L'aventure
   16/11/2020  
L'aventure

PREAMBULE

Tout d’abord, avant de commencer à lire, je voudrais vous dire ceci : Comme vous vous en douterez peut-être, j’ai beaucoup hésité avant de me lancer dans ce récit. Cela fait un moment que je parle autour de moi de cette envie de raconter, mais sauter le pas est bien différent.

On me demande régulièrement des conseils sur la façon dont monter sa boite. Alors, honnêtement, je n’ai pas vraiment de conseils à donner car je ne pense pas être l’exemple type à suivre. En revanche, je peux raconter… Oui, je peux raconter l’histoire de PETIT BEC, les jolies choses mais aussi les moments dont on parle moins, les doutes, les questionnements et les répercussions sur ma vie perso.

Oui, comment raconter cette aventure sans parler de ma vie personnelle ? Comment évoquer ma vie personnelle sans franchir la ligne de l’intime ? J’espère que cela ne sera pas impudique.

Je préfère annoncer la couleur tout de suite, il s’agit de moi et de mon expérience. Je vais essayer d’être la plus transparente et sincère possible, en abordant au fil de l’eau différentes thématiques, autour de mon vécu. Cela n’engage donc que moi.

J’ai envie de retracer ici ces années dingues, à la fois enrichissantes et éprouvantes. Finalement, je pense que je le fais peut-être autant pour moi que pour vous. J’ai lu (pas entièrement) le livre "Bloom" de Florence Servan Schreiber sur les vertus de l’écriture, et cet ouvrage tombait à pic étant donné ce projet.

Cela va peut-être paraître bizarre. Pour certain(es), cela va sembler, aussi et surtout, horriblement narcissique, et autocentré. Peut-être que cela donnera lieu à de bonnes rigolades entre vous, je préfère ne pas y penser.

Je n’ai pas envie de m’attarder sur les gens qui vont penser cela. Il y a encore quelque temps, j’aurais eu peur de livrer ici ce que je m’apprête à écrire. Cette peur-là n’est pas constructive.  J’ai appris ces dernières années, non sans difficulté, à faire le tri dans tous les sens du terme.

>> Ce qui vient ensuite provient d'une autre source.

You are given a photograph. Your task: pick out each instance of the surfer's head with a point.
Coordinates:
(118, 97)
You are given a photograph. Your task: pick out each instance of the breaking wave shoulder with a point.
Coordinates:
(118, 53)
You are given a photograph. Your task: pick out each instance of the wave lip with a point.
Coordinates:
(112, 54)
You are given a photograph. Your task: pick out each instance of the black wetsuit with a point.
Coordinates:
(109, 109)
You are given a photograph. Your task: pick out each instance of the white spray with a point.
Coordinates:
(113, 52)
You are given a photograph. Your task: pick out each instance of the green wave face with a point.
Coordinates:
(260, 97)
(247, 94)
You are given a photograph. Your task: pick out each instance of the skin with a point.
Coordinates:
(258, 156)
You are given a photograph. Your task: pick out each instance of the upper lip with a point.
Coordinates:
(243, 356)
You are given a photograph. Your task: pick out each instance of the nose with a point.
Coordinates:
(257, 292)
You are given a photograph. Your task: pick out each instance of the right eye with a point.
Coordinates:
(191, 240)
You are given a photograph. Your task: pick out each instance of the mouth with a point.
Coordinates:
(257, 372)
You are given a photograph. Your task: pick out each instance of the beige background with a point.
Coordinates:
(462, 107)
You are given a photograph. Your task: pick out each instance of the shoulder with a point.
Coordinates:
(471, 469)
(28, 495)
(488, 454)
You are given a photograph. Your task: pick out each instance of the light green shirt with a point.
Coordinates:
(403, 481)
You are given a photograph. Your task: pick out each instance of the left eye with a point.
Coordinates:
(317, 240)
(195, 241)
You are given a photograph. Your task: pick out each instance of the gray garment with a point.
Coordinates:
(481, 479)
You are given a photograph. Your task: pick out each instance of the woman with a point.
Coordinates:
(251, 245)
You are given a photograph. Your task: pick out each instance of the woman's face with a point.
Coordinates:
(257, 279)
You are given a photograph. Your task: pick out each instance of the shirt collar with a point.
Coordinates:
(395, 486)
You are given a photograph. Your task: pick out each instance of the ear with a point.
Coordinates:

Pour conclure, j’ai décidé d’écrire sur mon blog, cela sous-tend que les personnes qui viendront lire ces billets sont dans une démarche volontaire et plutôt bienveillante je l’espère. Ceux que cela n'intéresse pas ou qui s'ennuieront copieusement en lisant ce billet ne reviendront pas.

Avant d’entrer dans le vif du sujet, je me suis aperçue, lorsque j’ai commencé à écrire que raconter PETIT BEC sans dire ce par quoi je suis passée n’avait pas beaucoup de sens, ou en tout cas, biaiserait certainement le récit de l’aventure. PETIT BEC n’est pas né du jour au lendemain, sur un coup de tête, ce projet a pris naissance très longtemps avant, a été bercé dans ma tête, en rêvant jusqu’au jour où…

Oui, il y a dès le départ de ma vie de jeune adulte des petites pierres qui vont jalonner mon chemin.

Je vais essayer de ne pas être trop longue… Alors, si ça vous dit, on démarre :

LECTURE 1 :

17 ans, le bac en poche, je me lance dans des études de droit.

Ce n’était pas mon choix mais les inscriptions sur le Minitel (au secours n’est ce pas !)  cette année là ont eu un bug. J’ai été inscrite en droit, dans mon deuxième choix d’office.

Comme je ne savais pas quoi faire après mon bac et que mes parents avaient refusé que je tente une école de dessin, j’ai vu dans cette inscription d’office en droit un signe du destin.

Après un DESS de Droit en Propriété Industrielle, je suis jetée dans un cabinet d’avocats, je déteste cette expérience, je me sens perdue, angoissée. Le fossé entre les études et le « métier en vrai » est énorme, et je ne me projette pas dans cette vie-là. Lors de mon premier stage en cabinet, je regarde les écoles de style pour une potentielle reconversion. Parmi elles, l’Institut français de la Mode (IFM). Cette école propose un cycle de Management de la Mode et du Design après 4 années d’études. C'est aussi la période où je dessine ma bande dessinée Joséphine, et les centaines de dessins de mode de petites bonnes femmes. Certains de mes amis me poussent à continuer dans cette voie.

J’ai 21 ans, je n’ai pas le courage de tout laisser tomber, je continue mes expériences professionnelles dans le domaine juridique en m’ennuyant ferme. En parallèle d’un stage en tant que juriste en entreprise chez DANONE, je monte avec une amie une petite marque de vêtements, de customisation de vestes militaires et de treillis. Rien de construit mais on s’amuse. 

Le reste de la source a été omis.